Flashback Friday - Magical Athlete
Love it or hate it? Do you still play it?
Magical Athlete is a simple roll & move that appears to offer little in the way of "cerebral content" to the discriminating gamer.
Nate Owens tells us:
It absolutely is stupid and silly. It breaks long-accepted rules. First of all, the blatant unbalance of the characters is ridiculous. Secondly, the die roll is almost totally unmitigated. There aren’t a bunch of ways to affect your fate, and once you know the value of different characters, the draft isn’t hard to predict.
Despite this, some people love the game, including Nate (you can read his Magical Athlete Review here)
Are you a lover or a hater?
This game is great and should be handed out at schools. Every kid should know the joy of romping along with Wrestler and the sorrow of trying to figure how Philosopher interacts with Cupid and Witch.
Quite frankly the published game looks like a homebrew pnp anyway so might as well make your own!
mezike wrote: It's guaranteed hilarity 50% of the races and guaranteed tiresome dice rolling in the other 50%, but I've always found the fun you get from the good matchups far outweigh the ones that don't work.
Quite frankly the published game looks like a homebrew pnp anyway so might as well make your own!
This is right in IDing its flaws but somehow the game is also one of the best games ever made for a non-hobby audience despite a race or two being a dice fest in most games. I said last week that I have bought this game for several mainstream gamers for an extravagent price to myself after they played it and absolutely adored it. Meet people where they are imho gamingwise.
mezike wrote: It's guaranteed hilarity 50% of the races and guaranteed tiresome dice rolling in the other 50%, but I've always found the fun you get from the good matchups far outweigh the ones that don't work.
Quite frankly the published game looks like a homebrew pnp anyway so might as well make your own!
I think this is spot on. I sold my copy years ago once the hilarity got a bit repetitive. Good game, got a bunch of plays out of it. Might pick it up again for the kiddo if it comes back, or if there's a P&P that's easy enough for an idiot.
mc wrote: So.....
Does anyone have any homebrew files they'd be willing to share?
Check out the images section on BGG, there is a pretty good one posted on there.
I think it's worth spending a little to use Artscow or similar to print the cards nicely and then you only need some generic coins from any other game (or pencil and pad to track money/points) and a pawn for each player, print the track on letter paper and you're good to go.
I don't think it's worth making standees, and you could always put the playing cards into some of those little plastic grip stands as an alternative if you really want to see the characters marching round the track.
I bought white plastic stands for all of the characters.
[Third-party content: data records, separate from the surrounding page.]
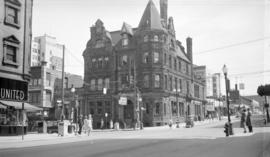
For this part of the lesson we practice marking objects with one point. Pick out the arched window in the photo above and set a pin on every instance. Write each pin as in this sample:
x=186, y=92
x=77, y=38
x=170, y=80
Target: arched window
x=146, y=57
x=124, y=40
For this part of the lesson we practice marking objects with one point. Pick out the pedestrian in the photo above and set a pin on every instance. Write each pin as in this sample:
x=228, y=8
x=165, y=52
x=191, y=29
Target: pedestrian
x=85, y=124
x=248, y=121
x=111, y=124
x=80, y=122
x=243, y=120
x=170, y=123
x=101, y=123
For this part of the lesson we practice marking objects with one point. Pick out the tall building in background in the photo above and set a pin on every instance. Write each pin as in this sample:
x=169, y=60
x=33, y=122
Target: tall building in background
x=46, y=74
x=147, y=72
x=45, y=48
x=15, y=43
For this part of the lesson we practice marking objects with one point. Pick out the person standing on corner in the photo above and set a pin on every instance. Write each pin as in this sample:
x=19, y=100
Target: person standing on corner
x=80, y=122
x=248, y=121
x=243, y=120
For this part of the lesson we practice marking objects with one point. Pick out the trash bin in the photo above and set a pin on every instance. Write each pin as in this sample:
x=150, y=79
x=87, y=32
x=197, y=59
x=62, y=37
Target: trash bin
x=70, y=129
x=189, y=122
x=40, y=127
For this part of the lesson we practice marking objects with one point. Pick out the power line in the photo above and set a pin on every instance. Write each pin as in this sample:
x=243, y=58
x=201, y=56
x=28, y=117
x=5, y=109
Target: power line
x=232, y=45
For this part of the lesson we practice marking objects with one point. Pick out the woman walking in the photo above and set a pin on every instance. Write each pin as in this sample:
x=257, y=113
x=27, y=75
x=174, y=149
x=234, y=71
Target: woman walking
x=248, y=122
x=243, y=120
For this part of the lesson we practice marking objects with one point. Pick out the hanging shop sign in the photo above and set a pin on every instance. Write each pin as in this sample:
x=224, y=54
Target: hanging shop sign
x=123, y=101
x=13, y=90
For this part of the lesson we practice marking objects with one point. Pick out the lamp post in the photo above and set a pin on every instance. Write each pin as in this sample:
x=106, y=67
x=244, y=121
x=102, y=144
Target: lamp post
x=225, y=71
x=76, y=106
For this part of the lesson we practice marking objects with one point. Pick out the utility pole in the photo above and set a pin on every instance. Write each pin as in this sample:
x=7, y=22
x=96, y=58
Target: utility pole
x=63, y=82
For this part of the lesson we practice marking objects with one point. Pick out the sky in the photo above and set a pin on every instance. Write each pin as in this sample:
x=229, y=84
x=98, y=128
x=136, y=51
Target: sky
x=231, y=32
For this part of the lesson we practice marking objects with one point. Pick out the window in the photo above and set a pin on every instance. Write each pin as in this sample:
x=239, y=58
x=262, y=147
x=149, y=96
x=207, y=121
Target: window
x=187, y=87
x=172, y=43
x=124, y=60
x=100, y=60
x=93, y=85
x=196, y=91
x=107, y=83
x=175, y=64
x=157, y=81
x=146, y=81
x=157, y=108
x=156, y=57
x=124, y=40
x=155, y=38
x=12, y=9
x=146, y=57
x=180, y=85
x=176, y=84
x=165, y=59
x=165, y=82
x=99, y=44
x=106, y=61
x=100, y=84
x=93, y=62
x=170, y=83
x=147, y=108
x=11, y=46
x=145, y=38
x=187, y=69
x=179, y=65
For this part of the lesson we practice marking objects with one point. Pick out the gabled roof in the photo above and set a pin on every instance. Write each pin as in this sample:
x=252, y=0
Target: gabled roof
x=181, y=54
x=151, y=18
x=126, y=28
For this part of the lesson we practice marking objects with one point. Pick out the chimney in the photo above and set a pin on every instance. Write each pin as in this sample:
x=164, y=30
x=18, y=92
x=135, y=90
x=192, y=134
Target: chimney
x=189, y=54
x=189, y=49
x=236, y=88
x=164, y=10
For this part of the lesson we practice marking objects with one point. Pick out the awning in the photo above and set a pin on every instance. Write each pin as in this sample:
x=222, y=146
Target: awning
x=18, y=105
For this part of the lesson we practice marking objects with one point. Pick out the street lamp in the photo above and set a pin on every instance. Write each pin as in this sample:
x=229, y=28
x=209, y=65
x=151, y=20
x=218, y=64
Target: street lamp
x=106, y=115
x=177, y=106
x=76, y=106
x=225, y=71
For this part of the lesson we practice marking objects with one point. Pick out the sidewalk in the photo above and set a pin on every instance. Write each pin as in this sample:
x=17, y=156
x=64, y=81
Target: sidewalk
x=203, y=129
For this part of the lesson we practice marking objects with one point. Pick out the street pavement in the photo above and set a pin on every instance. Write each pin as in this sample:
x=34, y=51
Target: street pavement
x=205, y=139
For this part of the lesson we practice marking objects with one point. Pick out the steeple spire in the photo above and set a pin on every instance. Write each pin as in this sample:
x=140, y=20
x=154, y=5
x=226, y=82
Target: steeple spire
x=151, y=18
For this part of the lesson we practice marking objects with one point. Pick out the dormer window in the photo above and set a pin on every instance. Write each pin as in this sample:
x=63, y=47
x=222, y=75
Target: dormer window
x=125, y=40
x=11, y=48
x=99, y=43
x=155, y=38
x=12, y=10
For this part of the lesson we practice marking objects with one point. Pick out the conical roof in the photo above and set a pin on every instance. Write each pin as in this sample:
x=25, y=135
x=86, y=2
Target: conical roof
x=151, y=18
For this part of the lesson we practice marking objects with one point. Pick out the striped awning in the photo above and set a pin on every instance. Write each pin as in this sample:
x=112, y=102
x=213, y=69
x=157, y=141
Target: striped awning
x=18, y=105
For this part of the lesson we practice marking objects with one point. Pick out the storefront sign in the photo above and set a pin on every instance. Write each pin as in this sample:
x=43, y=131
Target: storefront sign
x=13, y=90
x=123, y=101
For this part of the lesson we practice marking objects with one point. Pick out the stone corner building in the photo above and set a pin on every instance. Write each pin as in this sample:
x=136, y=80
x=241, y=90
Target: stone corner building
x=146, y=65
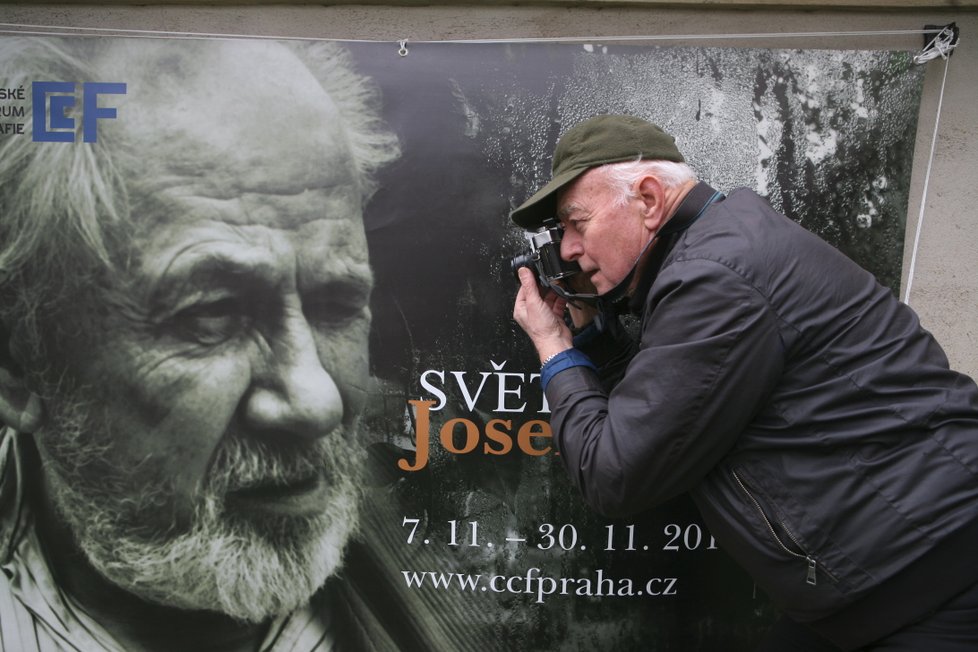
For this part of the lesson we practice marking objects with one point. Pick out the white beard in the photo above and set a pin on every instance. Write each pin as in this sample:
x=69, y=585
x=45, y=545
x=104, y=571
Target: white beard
x=249, y=569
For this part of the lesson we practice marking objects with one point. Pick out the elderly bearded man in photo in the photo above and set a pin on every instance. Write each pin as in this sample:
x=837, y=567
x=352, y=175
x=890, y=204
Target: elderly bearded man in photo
x=185, y=314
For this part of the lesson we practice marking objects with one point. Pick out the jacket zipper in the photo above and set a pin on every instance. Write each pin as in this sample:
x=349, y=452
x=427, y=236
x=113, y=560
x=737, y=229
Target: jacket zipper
x=812, y=565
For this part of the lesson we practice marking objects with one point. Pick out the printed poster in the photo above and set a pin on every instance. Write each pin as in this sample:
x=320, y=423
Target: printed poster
x=468, y=522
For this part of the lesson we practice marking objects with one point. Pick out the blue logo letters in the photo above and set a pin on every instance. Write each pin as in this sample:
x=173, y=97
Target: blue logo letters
x=58, y=98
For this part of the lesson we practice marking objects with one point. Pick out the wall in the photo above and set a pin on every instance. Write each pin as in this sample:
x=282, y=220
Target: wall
x=944, y=288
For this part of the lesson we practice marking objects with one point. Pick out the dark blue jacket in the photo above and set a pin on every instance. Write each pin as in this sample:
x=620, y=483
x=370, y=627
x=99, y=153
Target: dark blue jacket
x=818, y=427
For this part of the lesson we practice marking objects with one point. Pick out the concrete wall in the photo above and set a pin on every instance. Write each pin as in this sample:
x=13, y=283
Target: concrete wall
x=945, y=283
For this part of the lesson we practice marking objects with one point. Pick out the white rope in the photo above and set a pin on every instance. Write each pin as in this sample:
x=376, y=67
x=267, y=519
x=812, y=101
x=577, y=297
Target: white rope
x=18, y=28
x=923, y=194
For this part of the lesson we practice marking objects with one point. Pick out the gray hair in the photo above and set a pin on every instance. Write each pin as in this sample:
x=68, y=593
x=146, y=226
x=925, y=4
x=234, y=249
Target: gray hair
x=64, y=208
x=621, y=177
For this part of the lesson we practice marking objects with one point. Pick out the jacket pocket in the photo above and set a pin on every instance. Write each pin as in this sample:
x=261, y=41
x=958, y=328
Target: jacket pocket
x=782, y=536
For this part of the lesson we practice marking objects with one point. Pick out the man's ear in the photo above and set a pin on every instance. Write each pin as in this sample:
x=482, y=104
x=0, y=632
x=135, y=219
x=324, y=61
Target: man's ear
x=20, y=408
x=653, y=195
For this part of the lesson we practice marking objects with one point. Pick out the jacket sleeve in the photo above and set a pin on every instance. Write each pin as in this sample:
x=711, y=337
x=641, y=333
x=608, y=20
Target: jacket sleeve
x=710, y=353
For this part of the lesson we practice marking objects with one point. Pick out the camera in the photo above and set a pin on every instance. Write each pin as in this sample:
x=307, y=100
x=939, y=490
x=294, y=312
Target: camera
x=544, y=255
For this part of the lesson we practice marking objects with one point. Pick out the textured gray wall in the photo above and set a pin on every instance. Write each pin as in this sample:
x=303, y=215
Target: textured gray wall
x=945, y=283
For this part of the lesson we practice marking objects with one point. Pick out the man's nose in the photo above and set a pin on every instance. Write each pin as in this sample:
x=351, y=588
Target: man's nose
x=291, y=391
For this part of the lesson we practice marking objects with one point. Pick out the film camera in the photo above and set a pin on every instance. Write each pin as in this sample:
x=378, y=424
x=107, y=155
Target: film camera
x=544, y=256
It set me back $4, and it was one of my best "game pimps."
The illustrations are pure joy. They're very good.
The board is a pure visual disaster. It's not the construction, that's fine. The draft side is tolerable - just painfully bland. No, it's the race track. It's RIDICULOUS. A horrible dirt track graphic rendered in what looks to be free software. Seriously, why the illustrator couldn't have been paid to make an illustration of the track is just beyond me.
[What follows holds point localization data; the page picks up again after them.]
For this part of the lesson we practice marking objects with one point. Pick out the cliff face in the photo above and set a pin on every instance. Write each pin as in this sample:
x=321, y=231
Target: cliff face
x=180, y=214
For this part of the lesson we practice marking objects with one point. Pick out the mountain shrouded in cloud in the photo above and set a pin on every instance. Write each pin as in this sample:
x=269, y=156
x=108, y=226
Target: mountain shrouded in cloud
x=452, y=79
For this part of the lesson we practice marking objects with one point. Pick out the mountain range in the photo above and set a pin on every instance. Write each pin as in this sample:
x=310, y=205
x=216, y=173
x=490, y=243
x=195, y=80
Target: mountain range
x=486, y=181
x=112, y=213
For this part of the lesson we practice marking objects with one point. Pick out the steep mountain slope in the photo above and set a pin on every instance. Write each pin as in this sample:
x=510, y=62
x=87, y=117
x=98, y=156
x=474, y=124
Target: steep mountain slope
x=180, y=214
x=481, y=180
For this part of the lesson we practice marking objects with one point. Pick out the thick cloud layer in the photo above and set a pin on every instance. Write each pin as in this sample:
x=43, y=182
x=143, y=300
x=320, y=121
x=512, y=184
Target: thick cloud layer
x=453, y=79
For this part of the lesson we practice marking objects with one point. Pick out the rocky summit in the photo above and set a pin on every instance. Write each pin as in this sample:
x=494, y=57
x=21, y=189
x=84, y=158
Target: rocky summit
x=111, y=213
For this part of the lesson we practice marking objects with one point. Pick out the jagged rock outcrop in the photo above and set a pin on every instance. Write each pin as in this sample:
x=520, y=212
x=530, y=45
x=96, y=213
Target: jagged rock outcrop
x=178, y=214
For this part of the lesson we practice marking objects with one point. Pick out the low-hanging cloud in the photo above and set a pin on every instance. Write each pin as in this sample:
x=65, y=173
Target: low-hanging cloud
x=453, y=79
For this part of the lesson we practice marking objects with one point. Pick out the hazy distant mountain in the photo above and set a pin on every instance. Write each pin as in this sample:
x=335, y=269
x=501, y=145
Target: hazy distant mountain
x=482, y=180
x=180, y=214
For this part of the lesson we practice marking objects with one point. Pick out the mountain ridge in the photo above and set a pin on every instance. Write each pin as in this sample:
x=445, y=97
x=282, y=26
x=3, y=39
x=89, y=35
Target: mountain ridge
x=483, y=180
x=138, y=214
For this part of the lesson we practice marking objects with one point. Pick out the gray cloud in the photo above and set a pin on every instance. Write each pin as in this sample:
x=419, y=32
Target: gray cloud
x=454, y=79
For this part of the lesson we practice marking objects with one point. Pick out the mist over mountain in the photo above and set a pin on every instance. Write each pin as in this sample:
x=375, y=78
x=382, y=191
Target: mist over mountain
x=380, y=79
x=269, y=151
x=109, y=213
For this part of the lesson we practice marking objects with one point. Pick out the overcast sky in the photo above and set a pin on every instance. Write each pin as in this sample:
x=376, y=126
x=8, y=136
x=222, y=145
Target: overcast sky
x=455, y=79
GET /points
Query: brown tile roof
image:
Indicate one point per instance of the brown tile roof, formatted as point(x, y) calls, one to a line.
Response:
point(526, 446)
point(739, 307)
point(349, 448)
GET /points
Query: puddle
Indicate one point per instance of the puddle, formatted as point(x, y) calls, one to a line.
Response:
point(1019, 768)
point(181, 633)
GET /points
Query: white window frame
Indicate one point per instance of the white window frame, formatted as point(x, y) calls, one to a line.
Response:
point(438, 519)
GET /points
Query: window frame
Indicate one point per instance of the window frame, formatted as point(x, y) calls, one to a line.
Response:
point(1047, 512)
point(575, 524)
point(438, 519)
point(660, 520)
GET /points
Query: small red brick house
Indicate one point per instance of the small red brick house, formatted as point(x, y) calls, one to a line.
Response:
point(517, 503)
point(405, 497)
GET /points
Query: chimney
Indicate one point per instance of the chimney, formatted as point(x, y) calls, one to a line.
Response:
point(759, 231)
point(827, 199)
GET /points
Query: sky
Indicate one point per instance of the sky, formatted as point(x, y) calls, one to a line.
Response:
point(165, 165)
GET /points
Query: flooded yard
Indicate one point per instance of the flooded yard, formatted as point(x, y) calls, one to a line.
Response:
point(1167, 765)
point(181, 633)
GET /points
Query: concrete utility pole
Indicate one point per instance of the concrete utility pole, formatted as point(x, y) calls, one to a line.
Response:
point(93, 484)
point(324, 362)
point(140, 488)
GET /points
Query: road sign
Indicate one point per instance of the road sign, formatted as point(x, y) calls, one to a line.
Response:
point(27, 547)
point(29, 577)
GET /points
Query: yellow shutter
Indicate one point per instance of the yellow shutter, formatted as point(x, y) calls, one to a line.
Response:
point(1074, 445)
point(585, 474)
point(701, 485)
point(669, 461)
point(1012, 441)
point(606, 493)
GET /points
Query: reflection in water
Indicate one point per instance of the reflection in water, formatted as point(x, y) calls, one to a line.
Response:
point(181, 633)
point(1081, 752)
In other words, it’s a masterpiece.
Such a shame it’s OOP...the closest thing to it
Is actually the Iello Tales & Games Tortoise
And the Hare.
I will never forgive Z-Man for changing the name
Though- it was originally Magical Athelete.
A friend had broken/lost a couple of the original stands, which also have the unpleasant tendency to become loose. Once I discovered these were a perfect fit, I just gave him a full replacement set and replaced all my own in the process, being a much better use for these than sitting unused in a box
Many years ago on a business trip to Tokyo I stopped into Yellow Submarine, a game store in Akihabara. I always enjoy looking for obscure titles you can't get in the US. There were very few Japanese games that made it to the US back then.
And I saw MA and for some reason decided to pick it up, without any knowledge of what it was about. No English rules in the box, but somehow I managed to get a translation.
When I got back the family had a terrific time playing it. Zev (then-owner of Z-Man games) was in our gaming circle, and one day I told him he had to try this game, and it needed to be published in English, and I gave him my copy.
The rest, as they say, is history.
YOU CAN ALL BEGIN TO THANK ME NOW.
Geoff
Thank you Geoff, seriously. That game's brought us so much joy over the years. When I talk about games eliciting emotional response and how important that is, MA is way up there as one of the best.